What do you do when technology starts winning? Go to bed. Deal with it tomorrow. So the next day I saunter up to the concierge desk for help. Well, apparently this hotel doesn’t get out of towners because I found myself giving them a tutorial on boarding pass retrieval. So, I manage to get to my reservation when the unthinkable happens. The unimaginable. The abyss. My boarding pass says “Zone 6.”
ZONE 6! It is literally the zone reserved for children and families who haven’t flown since 1995.
In a day I have gone from pre-check to no pre-check, from status to no status, from zone 1 to the dregs of zone 6. It made losing pre-check look like no big deal. It made zone 2 look like a gift from above.
I’ll cut to the chase and admit that once at the airport I got things sorted out enough so that I was reinstated at Zone 1 (at least for today) but then decided to tempt fate. There was another flight leaving for PHL two hours before mine. I put myself in the stand-by queue and after watching 50 teenagers, several dogs, and a priest board, my name was called and I was rushed onto the flight just as the big metal door clicked behind me. And because I was now the equivalent of Zone 7, they insisted on taking my bag before I even stepped on the plane.
I head down to the last row, window seat. I notice there is actually tons of room in the overhead for my bag. Exhale. No big deal. You’re going to be home two hours early.
And then the real abyss. The flight attendant comes to my row and tells me I have to get off the plane. They had miscounted. I’ve never been thrown off a plane before. You’re thinking, “Well, I’m sure they felt really bad and apologized.” Nope. “Well, perhaps they offered you a coupon for a drink on your next flight?” Nope. “They figured out a way to give you your bag back – the one they insisted you check when there was plenty of room not to?” Na, uh.
I was pissed. I mean, mad. It wasn’t what happened so much as no one was willing to just say, “I’m sorry.” That’s all. A small amount of contrition. Something besides it all being the merger’s fault. Something that humanized the whole thing.
When I got on my real flight, I decided to tell the flight attendant what had happened to me. I don’t know why. I just needed to vent. Then I went about munching on the popcorn I had bought and listened to my new seatmate blab on her phone. We were about to leave when the new flight attendant wiggled her finger at me. ME? “Are you going to throw me off this plane, too?”

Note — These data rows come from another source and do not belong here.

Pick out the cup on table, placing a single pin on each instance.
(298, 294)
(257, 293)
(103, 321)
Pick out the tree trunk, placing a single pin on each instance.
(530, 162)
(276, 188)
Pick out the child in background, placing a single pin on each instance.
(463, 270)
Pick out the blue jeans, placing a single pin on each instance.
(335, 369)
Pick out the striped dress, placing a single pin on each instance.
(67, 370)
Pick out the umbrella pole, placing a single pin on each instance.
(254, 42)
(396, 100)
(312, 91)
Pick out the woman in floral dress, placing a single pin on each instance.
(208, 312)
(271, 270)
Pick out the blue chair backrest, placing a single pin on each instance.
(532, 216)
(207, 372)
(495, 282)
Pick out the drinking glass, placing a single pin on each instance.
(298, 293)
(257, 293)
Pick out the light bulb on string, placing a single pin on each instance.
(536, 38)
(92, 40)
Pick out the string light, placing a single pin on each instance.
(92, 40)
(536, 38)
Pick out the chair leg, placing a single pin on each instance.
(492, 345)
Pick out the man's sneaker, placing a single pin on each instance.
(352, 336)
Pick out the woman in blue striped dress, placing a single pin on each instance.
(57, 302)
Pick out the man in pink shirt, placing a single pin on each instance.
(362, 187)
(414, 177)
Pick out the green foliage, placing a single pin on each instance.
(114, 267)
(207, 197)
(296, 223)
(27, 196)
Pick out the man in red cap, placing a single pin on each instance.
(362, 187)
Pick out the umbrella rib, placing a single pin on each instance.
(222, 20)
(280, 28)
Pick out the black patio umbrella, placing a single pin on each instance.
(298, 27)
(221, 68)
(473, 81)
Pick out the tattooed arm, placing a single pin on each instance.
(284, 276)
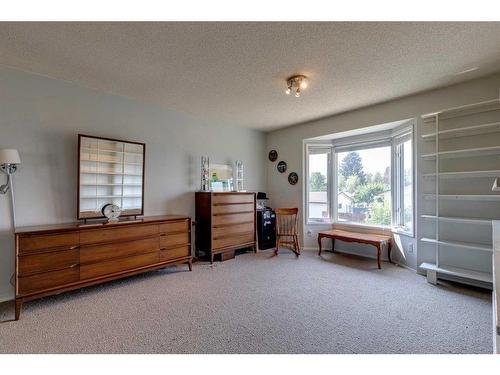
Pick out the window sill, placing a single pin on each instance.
(319, 223)
(403, 232)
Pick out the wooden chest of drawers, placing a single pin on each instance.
(58, 258)
(224, 222)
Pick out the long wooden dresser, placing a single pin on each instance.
(225, 222)
(57, 258)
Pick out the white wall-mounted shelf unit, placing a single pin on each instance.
(463, 220)
(465, 131)
(466, 149)
(110, 171)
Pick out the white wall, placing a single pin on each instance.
(288, 143)
(42, 117)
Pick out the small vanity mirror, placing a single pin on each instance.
(110, 171)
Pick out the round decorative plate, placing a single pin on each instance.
(293, 178)
(273, 155)
(281, 166)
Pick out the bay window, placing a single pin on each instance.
(363, 180)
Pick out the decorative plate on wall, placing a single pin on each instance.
(293, 178)
(281, 166)
(273, 155)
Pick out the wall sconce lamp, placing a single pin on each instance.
(9, 160)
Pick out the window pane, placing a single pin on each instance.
(364, 186)
(408, 186)
(318, 186)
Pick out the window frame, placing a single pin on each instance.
(398, 180)
(329, 181)
(394, 138)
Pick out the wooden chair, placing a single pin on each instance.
(286, 229)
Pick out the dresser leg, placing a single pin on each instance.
(19, 305)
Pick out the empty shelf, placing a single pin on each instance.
(109, 196)
(464, 197)
(109, 162)
(111, 173)
(465, 220)
(463, 110)
(118, 184)
(465, 174)
(465, 131)
(459, 272)
(461, 244)
(469, 152)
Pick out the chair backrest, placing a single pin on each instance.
(286, 221)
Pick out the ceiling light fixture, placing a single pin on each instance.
(295, 84)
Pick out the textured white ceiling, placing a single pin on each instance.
(235, 72)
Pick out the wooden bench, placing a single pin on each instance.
(371, 239)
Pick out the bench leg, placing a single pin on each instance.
(18, 308)
(432, 277)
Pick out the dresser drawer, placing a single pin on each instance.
(174, 253)
(117, 234)
(232, 241)
(42, 281)
(232, 230)
(233, 219)
(96, 253)
(225, 198)
(50, 261)
(232, 208)
(175, 227)
(110, 267)
(171, 240)
(34, 243)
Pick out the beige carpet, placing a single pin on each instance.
(258, 304)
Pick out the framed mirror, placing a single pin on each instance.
(221, 177)
(110, 171)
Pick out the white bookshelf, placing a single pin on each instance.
(461, 161)
(110, 171)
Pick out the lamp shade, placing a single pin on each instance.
(9, 156)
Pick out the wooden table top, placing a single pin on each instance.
(355, 235)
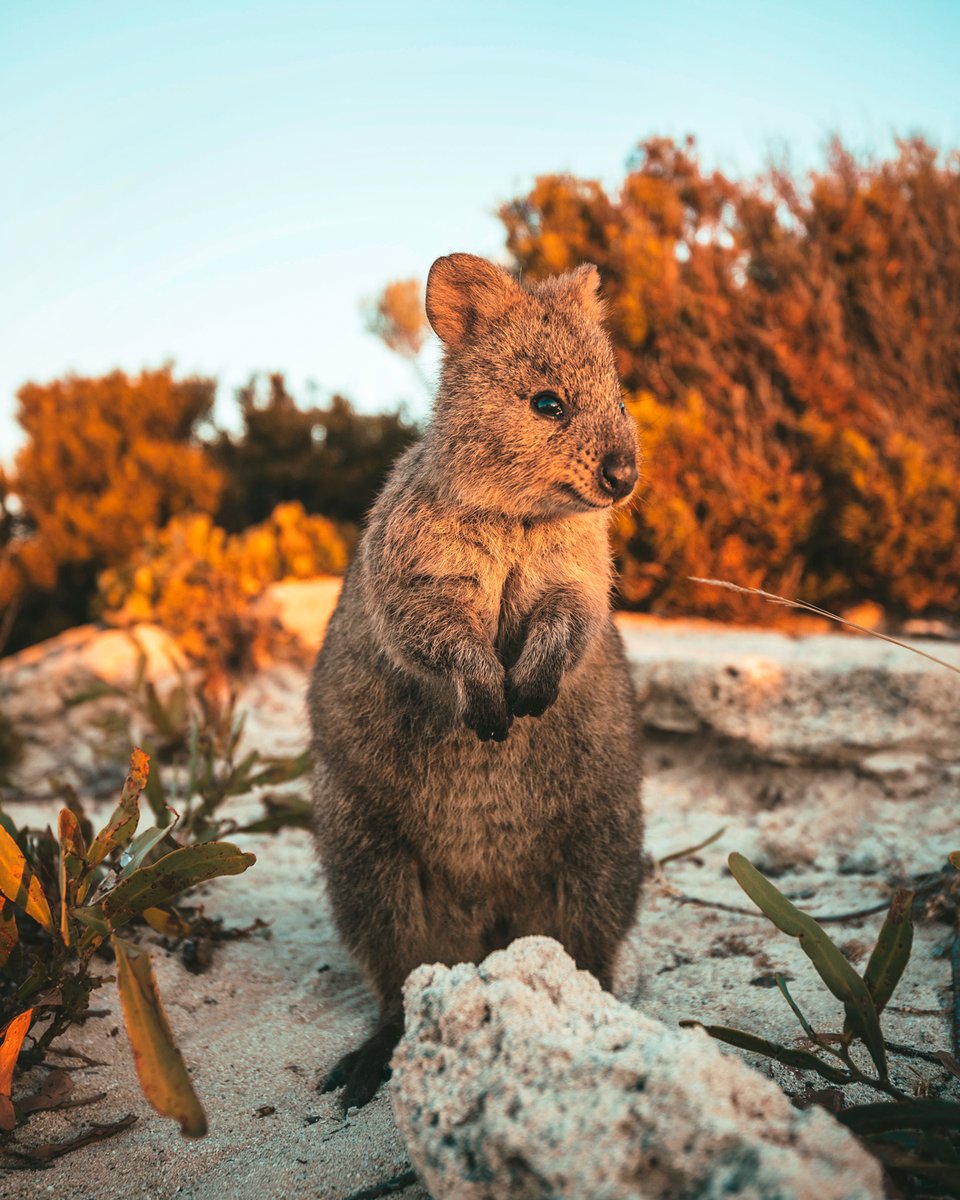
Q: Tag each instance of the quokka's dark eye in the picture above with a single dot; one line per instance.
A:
(549, 403)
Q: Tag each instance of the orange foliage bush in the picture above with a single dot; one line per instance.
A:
(197, 581)
(792, 355)
(105, 461)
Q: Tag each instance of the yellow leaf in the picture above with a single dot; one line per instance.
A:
(19, 885)
(10, 1050)
(9, 935)
(160, 1065)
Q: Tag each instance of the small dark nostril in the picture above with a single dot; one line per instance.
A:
(617, 475)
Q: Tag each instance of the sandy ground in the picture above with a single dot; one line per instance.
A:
(275, 1012)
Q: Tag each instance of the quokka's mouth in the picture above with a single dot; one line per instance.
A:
(569, 490)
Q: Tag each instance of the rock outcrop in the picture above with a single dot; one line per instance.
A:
(520, 1078)
(822, 699)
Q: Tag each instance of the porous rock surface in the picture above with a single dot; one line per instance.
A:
(826, 699)
(520, 1078)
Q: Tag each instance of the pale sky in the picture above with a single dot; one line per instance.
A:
(222, 184)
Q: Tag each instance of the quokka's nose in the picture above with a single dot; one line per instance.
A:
(617, 474)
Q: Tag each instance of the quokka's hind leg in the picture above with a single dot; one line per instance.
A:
(598, 893)
(391, 919)
(361, 1072)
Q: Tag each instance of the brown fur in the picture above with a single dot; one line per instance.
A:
(448, 821)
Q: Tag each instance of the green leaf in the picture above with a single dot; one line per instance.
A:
(286, 771)
(282, 813)
(785, 993)
(19, 885)
(803, 1060)
(160, 1065)
(156, 885)
(831, 965)
(72, 868)
(892, 952)
(139, 849)
(883, 1116)
(123, 825)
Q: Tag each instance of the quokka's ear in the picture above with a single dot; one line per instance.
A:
(585, 283)
(463, 293)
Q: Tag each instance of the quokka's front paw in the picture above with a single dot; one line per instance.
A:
(531, 694)
(487, 714)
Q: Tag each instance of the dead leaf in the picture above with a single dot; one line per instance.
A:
(10, 1050)
(39, 1156)
(160, 1065)
(948, 1061)
(53, 1092)
(19, 885)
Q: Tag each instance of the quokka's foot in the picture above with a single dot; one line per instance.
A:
(361, 1072)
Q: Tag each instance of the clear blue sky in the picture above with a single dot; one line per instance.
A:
(222, 184)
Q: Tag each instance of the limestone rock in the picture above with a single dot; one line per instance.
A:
(825, 699)
(522, 1079)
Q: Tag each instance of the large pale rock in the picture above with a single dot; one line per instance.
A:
(46, 689)
(522, 1079)
(301, 609)
(823, 699)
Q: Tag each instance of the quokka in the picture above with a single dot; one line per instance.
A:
(474, 730)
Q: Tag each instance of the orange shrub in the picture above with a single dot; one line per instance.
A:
(792, 355)
(198, 581)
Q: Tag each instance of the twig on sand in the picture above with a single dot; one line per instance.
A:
(820, 612)
(691, 850)
(385, 1187)
(955, 987)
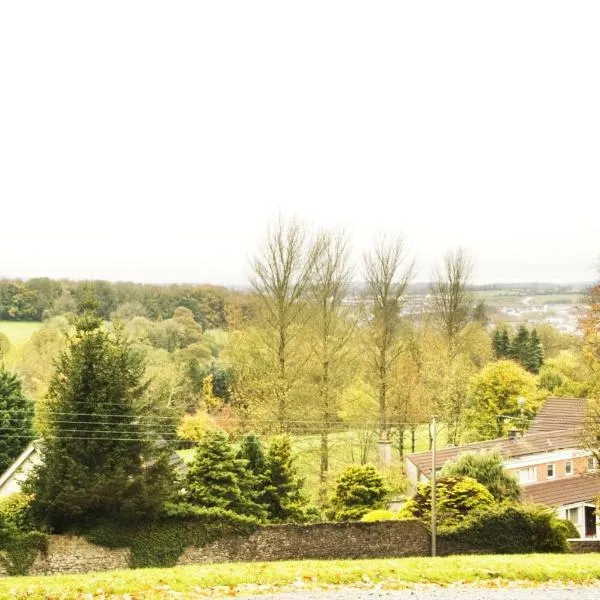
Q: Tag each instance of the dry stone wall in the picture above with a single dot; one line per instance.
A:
(71, 554)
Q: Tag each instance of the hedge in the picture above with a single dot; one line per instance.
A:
(512, 529)
(160, 543)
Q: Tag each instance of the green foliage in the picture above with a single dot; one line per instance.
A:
(358, 489)
(282, 494)
(217, 478)
(4, 346)
(15, 511)
(456, 498)
(487, 468)
(16, 415)
(115, 469)
(161, 542)
(379, 515)
(19, 549)
(525, 347)
(570, 529)
(501, 344)
(511, 529)
(567, 374)
(494, 393)
(535, 353)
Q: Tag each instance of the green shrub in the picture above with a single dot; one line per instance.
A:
(457, 497)
(511, 529)
(19, 549)
(160, 543)
(15, 511)
(379, 515)
(570, 529)
(357, 491)
(488, 469)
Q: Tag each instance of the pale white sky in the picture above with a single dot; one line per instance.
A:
(152, 141)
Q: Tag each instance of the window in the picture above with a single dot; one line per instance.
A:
(573, 515)
(527, 475)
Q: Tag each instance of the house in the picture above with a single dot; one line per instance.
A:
(549, 461)
(17, 473)
(12, 479)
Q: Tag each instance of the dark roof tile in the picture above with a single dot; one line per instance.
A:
(566, 490)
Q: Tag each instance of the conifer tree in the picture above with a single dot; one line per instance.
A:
(98, 458)
(251, 450)
(504, 344)
(535, 353)
(16, 414)
(497, 344)
(217, 478)
(519, 345)
(283, 493)
(501, 344)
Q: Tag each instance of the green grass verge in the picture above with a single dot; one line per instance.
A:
(345, 448)
(232, 579)
(19, 332)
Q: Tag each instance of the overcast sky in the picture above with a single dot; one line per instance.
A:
(152, 141)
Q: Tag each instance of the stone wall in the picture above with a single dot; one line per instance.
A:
(581, 546)
(325, 540)
(70, 554)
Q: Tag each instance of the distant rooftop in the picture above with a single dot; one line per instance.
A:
(557, 426)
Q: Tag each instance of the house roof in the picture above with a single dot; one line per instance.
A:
(508, 448)
(566, 490)
(558, 425)
(18, 463)
(559, 414)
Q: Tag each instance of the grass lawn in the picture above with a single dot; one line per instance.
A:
(19, 332)
(228, 580)
(345, 449)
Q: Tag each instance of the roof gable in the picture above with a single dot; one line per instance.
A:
(559, 414)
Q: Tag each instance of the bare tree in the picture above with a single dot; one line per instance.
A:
(281, 276)
(452, 300)
(387, 275)
(452, 303)
(333, 330)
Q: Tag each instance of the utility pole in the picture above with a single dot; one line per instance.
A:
(433, 490)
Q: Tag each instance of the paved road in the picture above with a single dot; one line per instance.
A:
(439, 593)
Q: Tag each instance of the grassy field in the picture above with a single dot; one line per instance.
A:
(345, 449)
(229, 580)
(19, 332)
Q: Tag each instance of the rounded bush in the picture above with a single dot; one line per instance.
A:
(379, 515)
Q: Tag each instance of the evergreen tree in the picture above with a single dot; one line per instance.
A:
(480, 314)
(217, 478)
(16, 414)
(520, 345)
(497, 344)
(282, 495)
(98, 458)
(488, 469)
(504, 344)
(501, 344)
(358, 490)
(535, 353)
(252, 451)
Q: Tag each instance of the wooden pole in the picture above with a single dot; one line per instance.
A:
(433, 491)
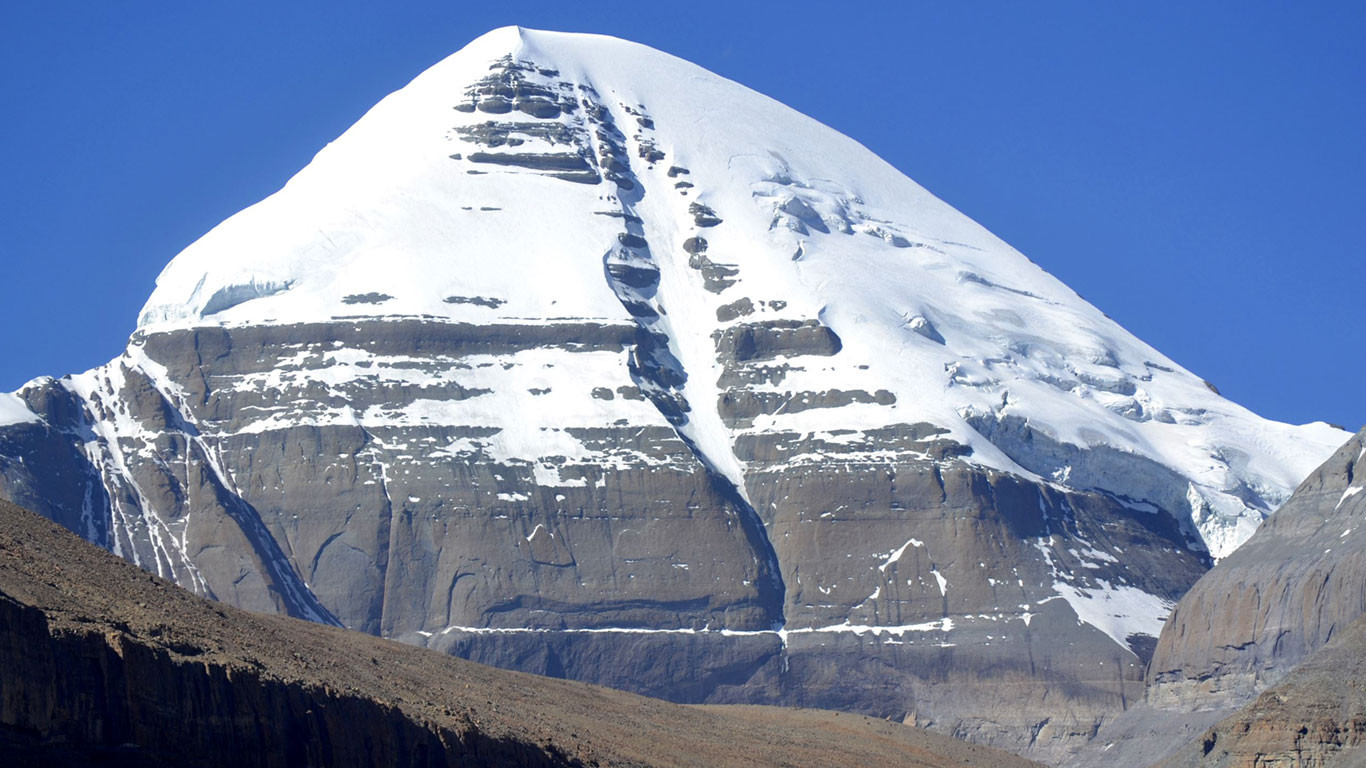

She had other plans. She single-handedly pulled me from the flight hell abyss, raised me high above the other passengers and deposited me into one circular, privacy induced business-class seat. The kind with its own TV. Its own foot rest, its horizontal reclining capabilities. And the sweet sounds of a bird emerging from its nest in early spring came next, “What can I get you to drink?”
Within minutes, “Flight attendants take your seats. We are number three for take off.” How could things go badly now? Surely the abyss was behind me.
Pause. “Uh, this is the Captain again. We have a small problem. We’re heading back to the gate.”